The first Open Lab of the Cultural Innovations Program (PIC) was held this summer from June 8th-July 2nd. The four-week event — a mix of online and in-person interaction — represented the first phase of PIC’s efforts to develop new approaches, both technical and conceptual, and for cultural actors in an increasingly digital world.
Hosted by the dhCenter, PIC brings together EPFL’s Cultural Heritage & Innovation Center, ArtLab, Vice-Presidency for Innovation, and College of Humanities, as well as UNIL’s ColLaboratoire, Culture and Scientific Mediation Service, and Entrepreneurship and Innovation HUB.
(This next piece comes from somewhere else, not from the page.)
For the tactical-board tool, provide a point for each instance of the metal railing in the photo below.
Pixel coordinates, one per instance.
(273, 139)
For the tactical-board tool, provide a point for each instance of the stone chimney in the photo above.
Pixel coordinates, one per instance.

The program brings together EPFL and UNIL actors in digital studies and innovation in the service of research in the fields of culture and heritage — a sector that has been plunged into deep and sometimes threatening uncertainty due to the COVID-19 pandemic and its consequences. This crisis calls for further exploration of the potentialities and issues raised by digital transitions to facilitate (1) the development of effective solutions to deal with the current situation, and (2) the strengthening of innovation in the longer term and think about a sustainable future for cultural activities.
PIC Open Labs
The goal of PIC is to create a pole of expertise for the development of new approaches, both structural and organizational, as well as conceptual and technological. A series of Open Labs is a tool by which PIC aims to accomplish these goals via the following activities:
- Enable the formulation of current problems and their mutualization
- Translate practical problems into collaborative research problems
- Facilitate research and innovation and research-creation projects
- Foster innovation in the cultural field
- Develop open-source tools that can be used in cultural activities.
PIC Open Lab I
The inaugural PIC Open Lab (Open Lab I), held online from June 8th-July 2nd, 2020, brought together more than 70 actors in research and culture. Over the four-week period, 6 working groups (WGs) conducted three, two-hour sessions of discussion to identify the priority issues for each of their fields, and to imagine exploratory projects.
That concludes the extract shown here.